Mantan Camat Kota Kisaran Timur ini mengatakan, mulai 31 Oktober 2017 semua pelanggan seluler diwajibkan melakukan registrasi ulang sampai 28 Februari 2018. “Proses registrasi dimulai 31 Oktober 2017. Diharapkan tuntas sebelum 28 Februari 2018. Jika melewati batas, maka nomor pelanggan beresiko diblokir dan dinonaktifkan secara bertahap. Kan sayang kalau nomor yang biasa kita pakai diblokir,” sebutnya.

Kewajiban melakukan registrasi, kata dia  ada di dalam Peraturan Menkominfo Nomor 12 Tahun 2016 tentang Registrasi Pelanggan Jasa Telekomunikasi, di mana pemerintah mewajibkan semua calon pelanggan dan pelanggan lama kartu prabayar untuk melakukan registrasi dengan validasi Nomor Induk Kependudukan.

Olehnya itu, dia meminta kepada seluruh pengguna seluler khususnya di Asagan untuk segera melakukan registrasi ulang.  Ada pun cara registrasi kartu perdana adalah mengirimkan SMS ke 4444 dengan mengetik NIK#NomorKK#, sedangkan untuk pelanggan lama cukup mengetik ULANG#NIK#Nomor KK#.

“Bagi yang belum punya e-KTP, maupun yang belum mencapai usia 17 tahun, bisa menggunakan NIK yang ada di Kartu Keluarga,” jelasnya.

Sementara itu, banyaknya beredar informasi hoax berkembang di tengah masyarakat seputar regitrasi ulang SIM card ini yang batas akhir berlangsung sampai tanggal 31 Oktober 2017. Padahal Kementerian Komunikasi dan Informatika (Kemkominfo) dan operator seluler sudah sempat melakukan sosialisasi registrasi kartu prabayar berlaku mulai 31 Oktober 2017 hingga 28 Februari 2018.

Dampak dari hal itu, situs web operator seluler sempat down karena tingginya trafik pengunjung yang ingin melakukan registrasi kartu secara online, pada hari Selasa, tanggal 31 Oktober 2017 kemarin.

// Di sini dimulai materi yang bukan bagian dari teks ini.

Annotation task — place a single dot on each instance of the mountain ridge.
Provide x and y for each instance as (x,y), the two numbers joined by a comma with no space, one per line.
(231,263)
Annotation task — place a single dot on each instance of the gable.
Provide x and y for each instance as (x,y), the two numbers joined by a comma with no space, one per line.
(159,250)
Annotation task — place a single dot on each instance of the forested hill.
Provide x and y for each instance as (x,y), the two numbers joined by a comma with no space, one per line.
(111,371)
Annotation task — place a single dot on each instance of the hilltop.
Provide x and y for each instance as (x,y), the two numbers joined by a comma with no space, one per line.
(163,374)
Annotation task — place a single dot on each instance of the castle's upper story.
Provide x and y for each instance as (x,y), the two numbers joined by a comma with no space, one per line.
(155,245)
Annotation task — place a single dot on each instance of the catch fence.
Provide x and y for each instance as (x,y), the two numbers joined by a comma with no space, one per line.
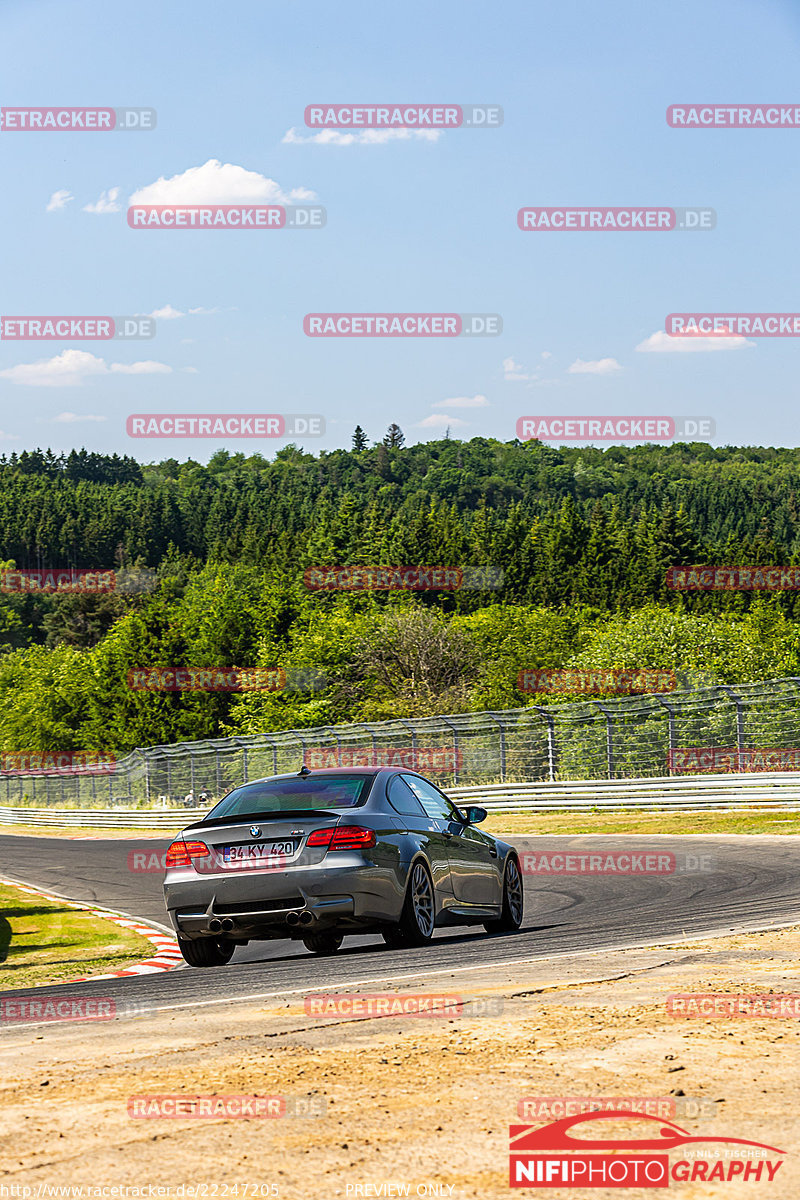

Hal tersebut juga membuat pelanggan lainnya menjadi kesulitan registrasi.

“Registrasi sim card ulang hari Selasa kemarin memang sulit dan selalu gagal. Mungkin banyak yang termakan issue kalau batasnya kemarin, padahal sampai tanggal 28 Februari 2018,” kata Heru Sihotang.